Für Bauteile, die tatsächlich unter die Bauartgenehmigung fallen, gilt eine eigene Logik. Dort hängt alles am Prüfzeichen und an der richtigen Zuordnung des Teils zum Fahrzeug, und wer das eine für das andere nimmt, hat am Ende ein genehmigtes Teil an einem Fahrzeug, für das es nie vorgesehen war. Wie du solche Kennzeichnungen liest, erklärt unsere Anleitung zu KBA-Nummer und E-Prüfzeichen. Übertrage diese Logik aber nicht auf Akku oder BMS, denn dort trägt sie nicht.

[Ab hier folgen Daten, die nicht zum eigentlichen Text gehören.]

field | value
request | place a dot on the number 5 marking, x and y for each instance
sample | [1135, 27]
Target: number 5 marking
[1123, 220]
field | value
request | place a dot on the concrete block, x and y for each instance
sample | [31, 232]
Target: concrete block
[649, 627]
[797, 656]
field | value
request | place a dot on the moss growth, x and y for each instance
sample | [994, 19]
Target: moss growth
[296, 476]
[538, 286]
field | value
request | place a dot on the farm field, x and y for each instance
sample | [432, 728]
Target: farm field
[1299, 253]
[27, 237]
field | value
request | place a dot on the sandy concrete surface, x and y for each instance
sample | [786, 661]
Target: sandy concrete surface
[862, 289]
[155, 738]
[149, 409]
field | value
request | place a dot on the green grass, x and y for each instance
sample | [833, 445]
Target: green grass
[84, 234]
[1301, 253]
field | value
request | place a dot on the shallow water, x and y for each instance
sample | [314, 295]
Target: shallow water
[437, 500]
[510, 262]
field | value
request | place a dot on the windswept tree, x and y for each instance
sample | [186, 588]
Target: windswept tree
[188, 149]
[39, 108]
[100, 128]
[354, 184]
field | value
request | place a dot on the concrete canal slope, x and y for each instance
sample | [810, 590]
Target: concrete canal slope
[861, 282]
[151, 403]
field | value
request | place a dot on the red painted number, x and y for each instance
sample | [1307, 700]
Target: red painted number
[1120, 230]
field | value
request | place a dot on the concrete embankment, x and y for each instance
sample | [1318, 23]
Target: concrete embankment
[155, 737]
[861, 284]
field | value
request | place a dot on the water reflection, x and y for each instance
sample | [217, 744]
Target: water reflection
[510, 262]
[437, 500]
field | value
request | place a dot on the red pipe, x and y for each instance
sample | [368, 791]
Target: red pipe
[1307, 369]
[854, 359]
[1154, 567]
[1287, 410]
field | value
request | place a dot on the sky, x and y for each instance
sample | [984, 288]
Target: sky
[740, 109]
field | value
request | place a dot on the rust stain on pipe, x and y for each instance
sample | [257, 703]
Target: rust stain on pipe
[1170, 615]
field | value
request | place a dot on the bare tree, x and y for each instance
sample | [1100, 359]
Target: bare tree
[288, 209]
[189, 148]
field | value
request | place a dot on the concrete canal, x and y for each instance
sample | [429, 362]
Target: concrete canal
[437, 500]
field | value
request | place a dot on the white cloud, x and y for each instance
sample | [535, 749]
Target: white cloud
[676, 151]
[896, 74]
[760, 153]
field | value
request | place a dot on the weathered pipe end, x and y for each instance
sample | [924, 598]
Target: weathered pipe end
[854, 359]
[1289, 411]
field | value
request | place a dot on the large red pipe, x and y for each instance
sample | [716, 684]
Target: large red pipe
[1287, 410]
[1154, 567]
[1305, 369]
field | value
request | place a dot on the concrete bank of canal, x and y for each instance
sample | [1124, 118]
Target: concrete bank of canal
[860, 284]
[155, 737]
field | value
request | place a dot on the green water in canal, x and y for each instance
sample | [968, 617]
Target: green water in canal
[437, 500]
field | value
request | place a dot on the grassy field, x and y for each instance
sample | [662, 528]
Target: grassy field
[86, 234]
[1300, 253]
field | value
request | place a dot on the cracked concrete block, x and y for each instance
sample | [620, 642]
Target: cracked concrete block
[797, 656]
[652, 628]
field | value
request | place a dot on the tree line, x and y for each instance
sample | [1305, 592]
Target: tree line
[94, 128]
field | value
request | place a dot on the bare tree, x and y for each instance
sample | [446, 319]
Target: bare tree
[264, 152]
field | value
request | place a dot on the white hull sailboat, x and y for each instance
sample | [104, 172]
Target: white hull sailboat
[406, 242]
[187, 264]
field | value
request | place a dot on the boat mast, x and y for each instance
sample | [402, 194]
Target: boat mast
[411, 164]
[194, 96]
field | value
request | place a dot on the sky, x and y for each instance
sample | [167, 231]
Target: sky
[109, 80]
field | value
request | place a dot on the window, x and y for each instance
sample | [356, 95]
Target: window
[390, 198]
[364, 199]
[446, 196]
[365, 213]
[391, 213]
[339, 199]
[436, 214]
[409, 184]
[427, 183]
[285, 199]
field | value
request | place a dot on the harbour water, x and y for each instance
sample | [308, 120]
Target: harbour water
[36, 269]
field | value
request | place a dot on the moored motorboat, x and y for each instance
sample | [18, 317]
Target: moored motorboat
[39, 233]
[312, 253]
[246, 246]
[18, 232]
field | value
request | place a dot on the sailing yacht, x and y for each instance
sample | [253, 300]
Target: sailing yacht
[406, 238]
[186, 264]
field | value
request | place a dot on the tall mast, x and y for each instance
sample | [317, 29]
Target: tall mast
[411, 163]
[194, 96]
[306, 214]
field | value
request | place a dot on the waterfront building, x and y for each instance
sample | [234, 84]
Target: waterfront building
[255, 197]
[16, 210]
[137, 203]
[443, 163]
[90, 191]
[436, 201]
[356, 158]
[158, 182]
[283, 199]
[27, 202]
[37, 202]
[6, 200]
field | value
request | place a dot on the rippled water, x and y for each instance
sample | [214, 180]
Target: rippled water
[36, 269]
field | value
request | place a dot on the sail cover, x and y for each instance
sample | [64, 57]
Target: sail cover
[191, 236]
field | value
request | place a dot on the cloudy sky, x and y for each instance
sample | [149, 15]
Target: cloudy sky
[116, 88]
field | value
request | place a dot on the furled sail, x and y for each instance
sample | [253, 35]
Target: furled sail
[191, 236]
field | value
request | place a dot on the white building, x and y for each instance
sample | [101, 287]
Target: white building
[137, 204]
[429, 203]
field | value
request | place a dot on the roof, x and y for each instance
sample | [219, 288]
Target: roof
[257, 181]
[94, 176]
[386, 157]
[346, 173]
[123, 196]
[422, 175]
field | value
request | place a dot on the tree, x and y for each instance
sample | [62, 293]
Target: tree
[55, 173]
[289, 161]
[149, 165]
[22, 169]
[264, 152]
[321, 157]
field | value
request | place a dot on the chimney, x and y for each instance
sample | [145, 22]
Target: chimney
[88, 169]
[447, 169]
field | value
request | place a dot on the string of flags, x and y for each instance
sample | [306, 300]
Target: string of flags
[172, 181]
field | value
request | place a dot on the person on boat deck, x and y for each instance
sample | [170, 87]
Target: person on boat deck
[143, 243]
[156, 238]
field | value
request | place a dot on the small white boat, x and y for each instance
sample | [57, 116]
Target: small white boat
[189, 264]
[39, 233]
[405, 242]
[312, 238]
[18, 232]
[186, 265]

Eine Ebene höher: was Europa zum Antriebsstrang sagt

„Ist doch ein Sportgerät, da gilt das alles nicht.“ Manchmal stimmt das sogar, und weiter hilft es trotzdem nicht. Auf europäischer Ebene ist eine Verordnung über die Genehmigung zwei-, drei- und vierrädriger Fahrzeuge der Bezugspunkt, und bevor du sie anwendest, musst du ihren Anwendungsbereich prüfen. Sie nimmt Fahrzeuge aus, die ausschließlich für die Benutzung im sportlichen Wettbewerb bestimmt sind. Diese Ausnahme wird regelmäßig falsch gelesen, denn Nichtanwendbarkeit einer Verordnung ist keine Zulässigkeitsaussage, sondern sagt nur, dass diese eine Verordnung den Fall nicht regelt. Die deutsche Ebene mit ihrer Erlöschensregel bleibt davon vollständig unberührt.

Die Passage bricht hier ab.